How do I verify a case study before acting on it?
Apply the checklist above: publisher's revenue model, net vs gross, denominator, timeframe, payment proof, and the "generally expected results" test. Then cross-check the platform or offer being promoted against independent complaint sources — forums, Trustpilot, Reddit — rather than the publisher's own comment section.
The Bottom Line
Affiliate case studies don't reflect reality because they were never designed to. They are survivorship-filtered marketing assets published by parties who profit from your optimism — course sellers, networks, tool vendors, and the rare genuine winner whose edge is already gone by publication day.

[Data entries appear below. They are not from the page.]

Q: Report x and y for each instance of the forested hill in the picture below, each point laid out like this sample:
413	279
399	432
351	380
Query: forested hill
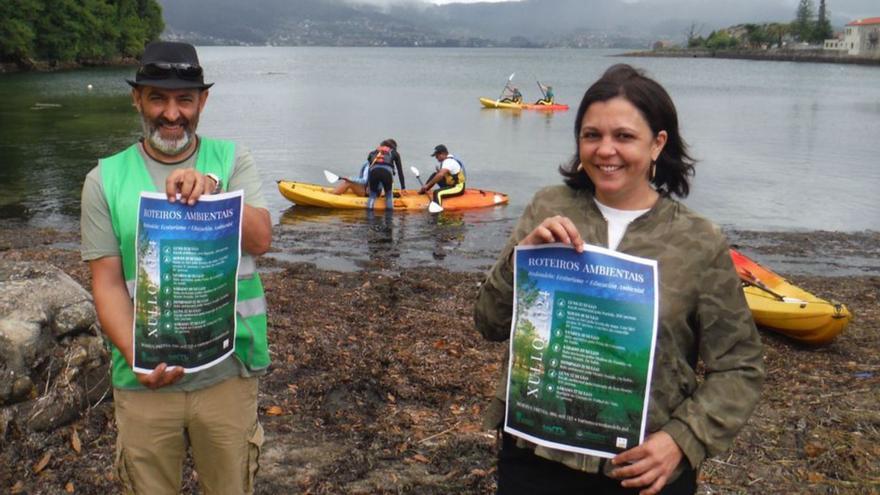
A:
36	32
413	23
570	23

The data gap is not subtle. More than half the industry earns under $10K a year; the content layer is wall-to-wall five-figure months. US regulators have now made unrepresentative success stories an enforcement category, from MOBE's $125M funnel to Publishing.com's $1.5M settlement in April {{year}} — including penalties specifically for undisclosed and incentivized testimonials.
Use case studies the way professionals do: strip-mine them for tactics, ignore their income claims entirely, and price in that the failures you'd need for a real base rate were never published. If a story's persuasive power depends on you not asking "what happens to most people who try this?" — you already have your answer.